Omar Tawakol argues for another "as a service" addition in The Next Big Thing In Modern Marketing: Data As A Service :DaaS.
I have two problems with the term DaaS. First, is it really necessary? After all, it's already increasingly difficult for IT professionals (never mind the business layperson) to keep track of the tsunami of new tech-laden acronyms. I've argued before that a glut of terms and confusing marketing is inhibiting the adoption of technologies that unleash the power of Big Data. In the late 1990s, chief executives knew what they were buying: ERP, CRM, and BI applications. Someone explain to me the difference between DBaaS and DaaS in plain English.
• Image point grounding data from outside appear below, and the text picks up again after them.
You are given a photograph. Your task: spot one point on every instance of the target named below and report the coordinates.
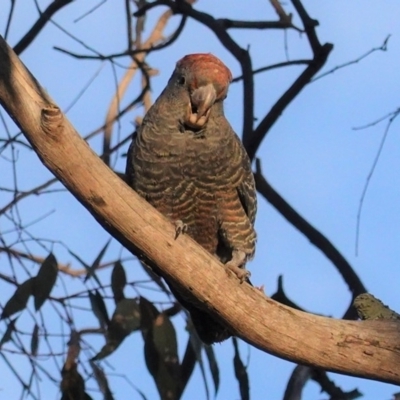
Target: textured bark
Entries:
(368, 349)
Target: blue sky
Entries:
(312, 156)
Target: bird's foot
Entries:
(180, 227)
(234, 265)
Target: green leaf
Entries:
(160, 350)
(118, 281)
(19, 299)
(241, 373)
(212, 361)
(99, 308)
(72, 384)
(125, 320)
(45, 280)
(35, 340)
(7, 335)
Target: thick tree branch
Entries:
(368, 349)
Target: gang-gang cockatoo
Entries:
(187, 162)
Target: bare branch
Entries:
(36, 28)
(314, 236)
(343, 346)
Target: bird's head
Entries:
(206, 79)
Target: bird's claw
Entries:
(234, 265)
(180, 227)
(242, 273)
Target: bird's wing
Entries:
(246, 189)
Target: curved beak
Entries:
(201, 101)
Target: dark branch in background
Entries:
(30, 36)
(314, 236)
(320, 52)
(390, 117)
(274, 66)
(382, 47)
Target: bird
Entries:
(189, 164)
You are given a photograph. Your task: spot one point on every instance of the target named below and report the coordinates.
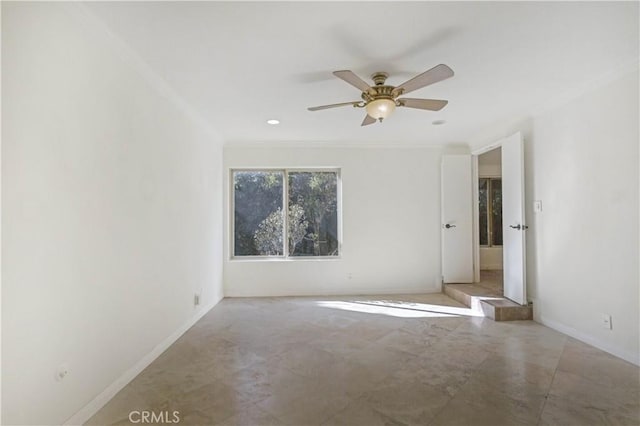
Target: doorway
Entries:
(489, 220)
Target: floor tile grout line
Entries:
(553, 377)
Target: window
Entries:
(490, 207)
(310, 227)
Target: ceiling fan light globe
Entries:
(380, 108)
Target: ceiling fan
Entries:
(380, 100)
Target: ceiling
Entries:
(239, 64)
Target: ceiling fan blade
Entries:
(352, 79)
(430, 104)
(368, 120)
(318, 108)
(434, 75)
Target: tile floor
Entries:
(388, 360)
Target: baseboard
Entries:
(89, 410)
(491, 267)
(235, 292)
(583, 337)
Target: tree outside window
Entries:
(311, 222)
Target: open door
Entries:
(457, 219)
(513, 219)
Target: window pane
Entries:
(313, 214)
(258, 213)
(483, 222)
(496, 212)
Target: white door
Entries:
(513, 220)
(457, 219)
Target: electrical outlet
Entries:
(537, 206)
(61, 372)
(606, 321)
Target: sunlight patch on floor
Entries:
(399, 309)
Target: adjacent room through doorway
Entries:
(490, 220)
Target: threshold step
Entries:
(505, 310)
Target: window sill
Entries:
(286, 259)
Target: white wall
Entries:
(581, 161)
(391, 224)
(111, 216)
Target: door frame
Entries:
(476, 208)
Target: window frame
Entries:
(285, 257)
(489, 211)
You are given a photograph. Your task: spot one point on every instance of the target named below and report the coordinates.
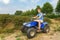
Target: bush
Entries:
(4, 20)
(19, 20)
(53, 16)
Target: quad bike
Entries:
(31, 28)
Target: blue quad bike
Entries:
(31, 28)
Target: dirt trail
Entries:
(40, 36)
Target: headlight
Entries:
(24, 23)
(28, 25)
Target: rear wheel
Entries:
(31, 32)
(46, 29)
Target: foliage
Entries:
(53, 16)
(18, 12)
(47, 8)
(58, 7)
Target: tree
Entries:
(58, 7)
(18, 12)
(47, 8)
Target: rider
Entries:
(39, 18)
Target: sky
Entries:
(10, 6)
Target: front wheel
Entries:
(46, 29)
(31, 32)
(24, 29)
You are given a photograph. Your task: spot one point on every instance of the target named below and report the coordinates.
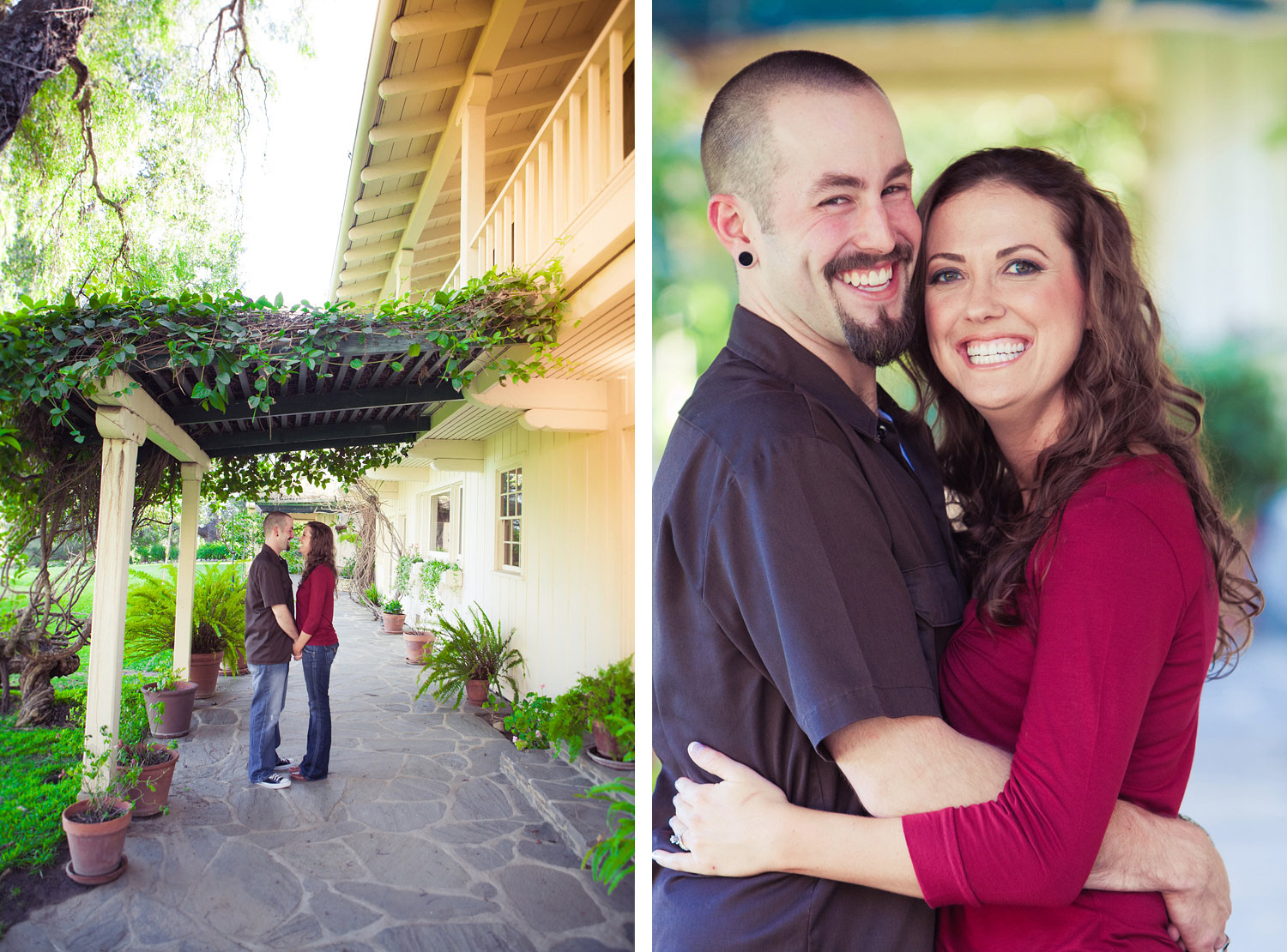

Let's put that aside for a moment, though. In his piece, Tawakol recommends "separat[ing]the data from the application." How does that work exactly? Is the accounts payable clerk keying numbers directly into a database and circumventing an application's business rules, data quality be damned?
While it may be possible to split the data from application from the data, is this advisable? Shouldn't we be encouraging employees in different lines of business to fish for themselves? No, everyone doesn't need to become a database administrator, but doesn't it behoove all employees to think about the data ramifications of their actions?
I don't mean to skewer Tawakol. To be sure, he isn't the only one ringing the DaaS bell; others have chimed in. And maybe I'm completely missing something here. Still, I question whether much of this is just BaaS (baloney as a service).
Oh, wait. I can't use that term. It's already taken.
What say you?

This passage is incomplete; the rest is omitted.